Après la drogue et les armes, le trafic d’animaux est le plus lucratif au monde. Il y a quelques années encore, des individus peu scrupuleux cherchaient à faire leur marché au refuge de Sainte-Catherine, sur les hauts de Lausanne. «Ils venaient dans un but commercial, nous les avons repérés et chassés.»
Pas de chats par La Poste, mais des souris oui…S’il est facile d’adopter ou d’acheter un chaton sur internet, il n’est pas possible de se le faire livrer par La Poste. Dans notre pays, l’expédition postale de chiens et de chats est en effet interdite.

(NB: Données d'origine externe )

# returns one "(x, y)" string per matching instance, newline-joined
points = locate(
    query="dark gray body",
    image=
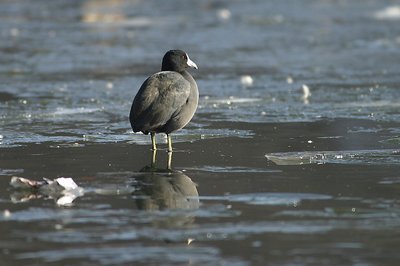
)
(166, 102)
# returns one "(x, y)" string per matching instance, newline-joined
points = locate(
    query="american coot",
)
(167, 100)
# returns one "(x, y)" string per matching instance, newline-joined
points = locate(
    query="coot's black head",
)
(177, 60)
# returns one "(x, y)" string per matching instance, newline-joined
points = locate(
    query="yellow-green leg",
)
(153, 160)
(169, 143)
(153, 141)
(169, 161)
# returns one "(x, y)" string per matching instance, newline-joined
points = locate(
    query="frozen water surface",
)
(292, 157)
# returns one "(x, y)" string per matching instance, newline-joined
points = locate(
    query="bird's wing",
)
(159, 99)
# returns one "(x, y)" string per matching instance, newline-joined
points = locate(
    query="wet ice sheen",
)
(282, 178)
(378, 157)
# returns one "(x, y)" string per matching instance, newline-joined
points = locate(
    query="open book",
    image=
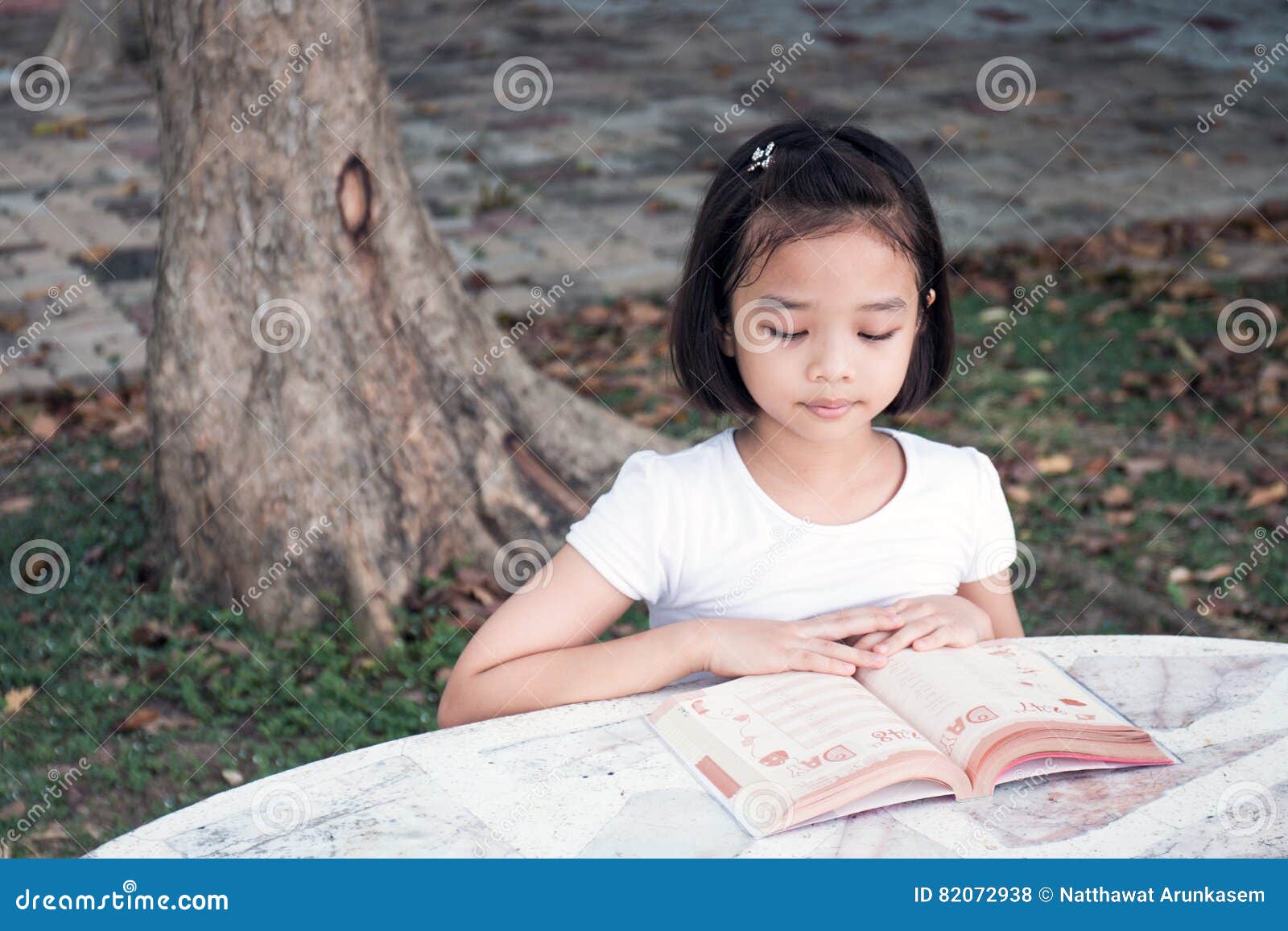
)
(794, 748)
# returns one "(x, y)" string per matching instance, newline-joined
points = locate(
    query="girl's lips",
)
(828, 412)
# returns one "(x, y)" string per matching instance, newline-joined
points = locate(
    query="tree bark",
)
(361, 402)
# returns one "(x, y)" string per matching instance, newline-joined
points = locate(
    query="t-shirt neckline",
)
(901, 492)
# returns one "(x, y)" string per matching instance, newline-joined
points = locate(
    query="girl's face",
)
(828, 321)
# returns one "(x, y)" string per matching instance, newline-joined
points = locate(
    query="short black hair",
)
(819, 179)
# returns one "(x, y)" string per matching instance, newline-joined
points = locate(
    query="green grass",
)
(229, 698)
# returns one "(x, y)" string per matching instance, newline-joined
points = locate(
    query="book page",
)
(802, 731)
(957, 697)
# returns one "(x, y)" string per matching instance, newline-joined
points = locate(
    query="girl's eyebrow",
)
(893, 303)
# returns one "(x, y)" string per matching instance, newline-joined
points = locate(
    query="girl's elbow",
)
(451, 714)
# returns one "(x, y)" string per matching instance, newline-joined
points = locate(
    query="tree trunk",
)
(93, 35)
(319, 420)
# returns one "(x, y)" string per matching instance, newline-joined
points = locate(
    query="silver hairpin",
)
(760, 158)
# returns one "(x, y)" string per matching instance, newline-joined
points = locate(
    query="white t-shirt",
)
(692, 534)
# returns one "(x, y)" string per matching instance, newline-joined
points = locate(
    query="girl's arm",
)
(540, 649)
(995, 596)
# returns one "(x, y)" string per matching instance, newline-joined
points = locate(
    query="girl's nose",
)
(832, 360)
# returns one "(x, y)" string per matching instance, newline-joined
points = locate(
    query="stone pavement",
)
(601, 175)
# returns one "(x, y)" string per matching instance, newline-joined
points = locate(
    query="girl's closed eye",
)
(869, 338)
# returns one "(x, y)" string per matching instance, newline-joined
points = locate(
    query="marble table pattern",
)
(592, 779)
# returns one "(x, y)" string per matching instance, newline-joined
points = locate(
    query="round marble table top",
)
(592, 779)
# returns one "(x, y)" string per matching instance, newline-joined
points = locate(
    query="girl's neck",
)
(779, 451)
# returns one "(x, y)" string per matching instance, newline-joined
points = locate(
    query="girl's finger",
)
(847, 654)
(940, 636)
(856, 621)
(914, 612)
(809, 661)
(906, 635)
(869, 641)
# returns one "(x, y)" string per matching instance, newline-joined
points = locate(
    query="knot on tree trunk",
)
(353, 195)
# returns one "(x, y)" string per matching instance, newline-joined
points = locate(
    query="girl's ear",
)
(725, 339)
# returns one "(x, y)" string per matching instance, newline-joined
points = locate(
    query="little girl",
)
(815, 299)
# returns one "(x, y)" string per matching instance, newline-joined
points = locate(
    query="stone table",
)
(592, 779)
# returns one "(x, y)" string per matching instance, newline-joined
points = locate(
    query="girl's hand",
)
(753, 647)
(931, 622)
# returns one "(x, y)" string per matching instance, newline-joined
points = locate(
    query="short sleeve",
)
(624, 532)
(995, 532)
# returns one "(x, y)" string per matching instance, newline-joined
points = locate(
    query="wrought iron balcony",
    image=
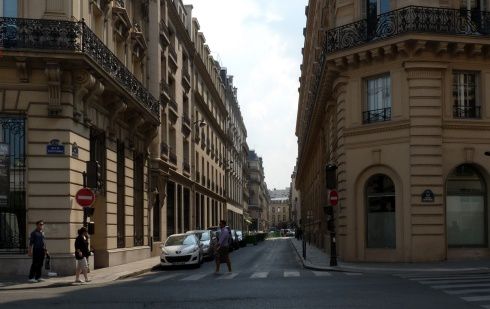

D’autres petits animaux, rongeurs, oiseaux ou reptiles, peuvent en revanche voyager par Courrier Express. Leur poids ne doit pas excéder 15 kilos – 20 kilos pour les colonies d’abeilles – et les bêtes être enfermées dans des conteneurs «spacieux, solides et propres», munis d’ouvertures. L’expéditeur du colis a par ailleurs l’obligation d’avertir le destinataire de l’arrivée du paquet à quatre pattes.
«L’animal est plongé dans un environnement inconnu, entouré de bruits insolites et soumis à des mouvements qu’il ne commande pas», constate La Poste, qui a édicté des règles strictes pour ces transports particuliers. Des directives établies sur la base de la loi fédérale sur la protection des animaux.